Duc Viet JV Co. - An Example of Germany-Vietnam Cooperation

3:26:21 PM | 7/8/2005

Duc Viet JV Co. - An Example of Germany-Vietnam Cooperation

From idea to reality

After graduating from university in Vietnam in 1983, Mai Huy Tan went to Germany to complete his doctorate thesis in mathematics. Returning home, Tan worked for a research institute and then provided consulting services for German companies operating in Vietnam. In 1997, Mr Tan’s friend Mr Campioni, a construction expert, went to Vietnam to seek partners to manufacture PVC products. At that time, the Vietnamese people had yet to use plastic items in construction, so Tan advised his friend not to invest in the field. “Which German products do Vietnamese people like?” asked Campioni. “German sausages,” replied Tan when he was thinking about his neighbour who produced pork sausages. Born in Theuringen, a famous sausage producing town in Germany, Campioni agreed with Tan’s business idea. He said to Tan: “You will be responsible for production and I will take care of the technology.”   

However, it was a very long road to bring the idea to fruition. While Tan was applying for a business licence and developing business plans, Campioni returned to Germany to study technology and techniques. The two men decided to produce sausages meeting the German food standard. In 2000, after the Hanoi Department of Planning and Investment granted a licence, Tan hired a 200 square metre warehouse of a State-owned enterprise in Thanh Xuan. After eight weeks of upgrading the workshop, Tan and his German friend began to implement their plan. In November 2000, the first German sausages were made in Vietnam. In the first one or two years, their products were refused by restaurants and supermarkets when they were introduced to them because they had to be stored at 50C. To promote their products, Tan and his German friend went to the German embassy, asking it to help organise a product promotion ceremony pitched at all German people working in Vietnam and those Vietnamese who studied in Germany. The ceremony was of great success. Since then, Thueringen sausages have been available in supermarkets and restaurants in Hanoi.

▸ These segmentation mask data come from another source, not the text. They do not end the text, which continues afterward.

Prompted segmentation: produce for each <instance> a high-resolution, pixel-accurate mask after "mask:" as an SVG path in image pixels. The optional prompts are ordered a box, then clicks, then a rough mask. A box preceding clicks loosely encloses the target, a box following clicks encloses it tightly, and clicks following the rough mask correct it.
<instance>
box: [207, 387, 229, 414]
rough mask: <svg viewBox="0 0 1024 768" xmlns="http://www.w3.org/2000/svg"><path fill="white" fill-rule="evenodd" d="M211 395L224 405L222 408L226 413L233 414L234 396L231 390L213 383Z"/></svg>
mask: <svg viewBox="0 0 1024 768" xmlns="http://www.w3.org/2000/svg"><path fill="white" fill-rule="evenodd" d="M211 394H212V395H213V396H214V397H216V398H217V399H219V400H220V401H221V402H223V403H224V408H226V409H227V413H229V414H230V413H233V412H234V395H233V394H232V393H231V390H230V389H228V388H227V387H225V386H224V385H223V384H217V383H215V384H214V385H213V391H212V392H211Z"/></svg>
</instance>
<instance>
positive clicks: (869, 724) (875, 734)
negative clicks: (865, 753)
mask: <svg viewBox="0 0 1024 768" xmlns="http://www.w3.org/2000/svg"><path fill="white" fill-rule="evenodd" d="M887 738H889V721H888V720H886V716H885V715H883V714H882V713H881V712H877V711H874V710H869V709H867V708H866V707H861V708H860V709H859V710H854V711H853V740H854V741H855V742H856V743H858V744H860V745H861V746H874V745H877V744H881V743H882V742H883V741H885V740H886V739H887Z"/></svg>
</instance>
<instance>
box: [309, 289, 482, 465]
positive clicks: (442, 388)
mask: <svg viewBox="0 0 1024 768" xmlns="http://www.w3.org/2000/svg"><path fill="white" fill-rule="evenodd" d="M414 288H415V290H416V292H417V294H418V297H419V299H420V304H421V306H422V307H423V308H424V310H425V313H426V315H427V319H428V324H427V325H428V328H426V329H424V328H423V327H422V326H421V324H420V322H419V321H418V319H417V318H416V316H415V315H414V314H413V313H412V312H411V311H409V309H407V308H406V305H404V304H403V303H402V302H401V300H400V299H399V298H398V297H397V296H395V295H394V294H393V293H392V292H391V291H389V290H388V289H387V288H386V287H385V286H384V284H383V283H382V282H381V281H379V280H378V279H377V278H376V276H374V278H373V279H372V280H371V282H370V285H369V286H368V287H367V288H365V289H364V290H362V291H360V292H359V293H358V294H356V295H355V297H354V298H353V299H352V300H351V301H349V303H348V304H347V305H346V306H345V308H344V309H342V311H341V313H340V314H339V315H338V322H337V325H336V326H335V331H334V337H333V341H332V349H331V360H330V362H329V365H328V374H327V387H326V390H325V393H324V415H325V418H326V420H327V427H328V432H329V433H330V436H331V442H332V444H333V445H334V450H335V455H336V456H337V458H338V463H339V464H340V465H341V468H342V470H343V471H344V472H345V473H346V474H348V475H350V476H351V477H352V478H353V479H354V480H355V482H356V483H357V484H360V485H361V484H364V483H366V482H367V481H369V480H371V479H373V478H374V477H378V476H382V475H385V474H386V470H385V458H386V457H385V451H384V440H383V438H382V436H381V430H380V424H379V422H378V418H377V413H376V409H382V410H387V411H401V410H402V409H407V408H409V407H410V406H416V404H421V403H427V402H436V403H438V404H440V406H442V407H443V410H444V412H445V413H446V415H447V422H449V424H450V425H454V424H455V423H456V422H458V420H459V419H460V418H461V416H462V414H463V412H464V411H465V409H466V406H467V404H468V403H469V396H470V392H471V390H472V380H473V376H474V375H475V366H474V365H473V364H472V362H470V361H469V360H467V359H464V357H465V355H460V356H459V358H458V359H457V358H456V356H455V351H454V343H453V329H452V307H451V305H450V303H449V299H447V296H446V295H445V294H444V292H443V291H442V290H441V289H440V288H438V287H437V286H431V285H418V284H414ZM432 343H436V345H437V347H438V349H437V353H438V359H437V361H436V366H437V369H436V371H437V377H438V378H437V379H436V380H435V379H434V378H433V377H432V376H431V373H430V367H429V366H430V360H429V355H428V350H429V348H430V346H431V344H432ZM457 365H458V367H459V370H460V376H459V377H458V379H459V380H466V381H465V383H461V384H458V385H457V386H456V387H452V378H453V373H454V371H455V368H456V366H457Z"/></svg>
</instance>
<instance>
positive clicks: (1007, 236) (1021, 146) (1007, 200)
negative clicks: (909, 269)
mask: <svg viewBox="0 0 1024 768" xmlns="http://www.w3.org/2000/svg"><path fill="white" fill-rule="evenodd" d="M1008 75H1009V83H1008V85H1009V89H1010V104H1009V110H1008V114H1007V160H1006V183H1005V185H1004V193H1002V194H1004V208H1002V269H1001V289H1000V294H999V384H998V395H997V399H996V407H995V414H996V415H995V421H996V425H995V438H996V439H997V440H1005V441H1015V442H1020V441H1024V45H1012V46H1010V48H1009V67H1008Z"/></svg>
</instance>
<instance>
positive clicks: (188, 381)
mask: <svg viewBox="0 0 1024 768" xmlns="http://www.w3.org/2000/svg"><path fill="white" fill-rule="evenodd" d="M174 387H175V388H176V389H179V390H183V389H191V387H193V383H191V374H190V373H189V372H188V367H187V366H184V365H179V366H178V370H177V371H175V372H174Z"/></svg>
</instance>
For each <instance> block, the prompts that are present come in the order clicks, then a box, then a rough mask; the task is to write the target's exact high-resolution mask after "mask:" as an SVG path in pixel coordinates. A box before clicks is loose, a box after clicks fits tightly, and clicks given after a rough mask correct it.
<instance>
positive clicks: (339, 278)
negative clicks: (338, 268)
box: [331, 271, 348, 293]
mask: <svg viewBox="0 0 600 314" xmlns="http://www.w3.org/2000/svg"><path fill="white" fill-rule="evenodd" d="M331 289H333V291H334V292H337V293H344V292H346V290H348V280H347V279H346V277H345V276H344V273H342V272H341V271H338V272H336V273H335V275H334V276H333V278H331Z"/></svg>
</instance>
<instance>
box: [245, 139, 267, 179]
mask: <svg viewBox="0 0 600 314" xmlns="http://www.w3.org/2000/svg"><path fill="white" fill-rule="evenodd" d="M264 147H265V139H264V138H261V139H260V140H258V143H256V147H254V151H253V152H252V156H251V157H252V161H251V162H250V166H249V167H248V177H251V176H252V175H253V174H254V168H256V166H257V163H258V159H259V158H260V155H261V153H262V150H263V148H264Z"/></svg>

In 2003, to expand their business and meet the increasing demand of customers, Tan and Campioni decided to invest more than EUR 2 million in building two more workshops for meat and food processing in the Pho Noi industrial park. With the aim of developing a processing cycle of clean meat ‘from farms to dining tables’, the company will invest late this year in building another slaughtering production line in accordance with German technology. The company will also be converted from a Vietnamese company with foreign experts to a joint venture company under the Law on Foreign Investment.

Cooperation experience

Mr Tan said that one of the most important factors helping his company succeed was the close cooperation between two people from two countries, two cultures and two different ways of thinking. Vietnam and Germany have some similarities in geography and population with small and medium-sized enterprises accounting for 95 per cent of businesses. Furthermore, tens of thousands of Vietnamese people have been trained in Germany and many of them have important posts in the Government and agencies in Vietnam. However, few German enterprises have invested in Vietnam to date. Based upon his own experience, Tan said that one of the main reasons was that German enterprises lacked information about distribution systems, infrastructure and markets in Vietnam. At the same time, it is difficult for them to seek partners in Vietnam. Tan said that most enterprises in Germany were private-owned and they wanted to do business with private enterprises in countries where they wanted to invest in. However, in Vietnam the private sector is yet to have freer conditions to allow them to co-operate with German enterprises. Tan said that Germany is advanced in its business application of legal regulations. Therefore, to attract more investment from Germany, it is necessary to have clear and transparent policies with improved investment conditions and simplified administrative procedures.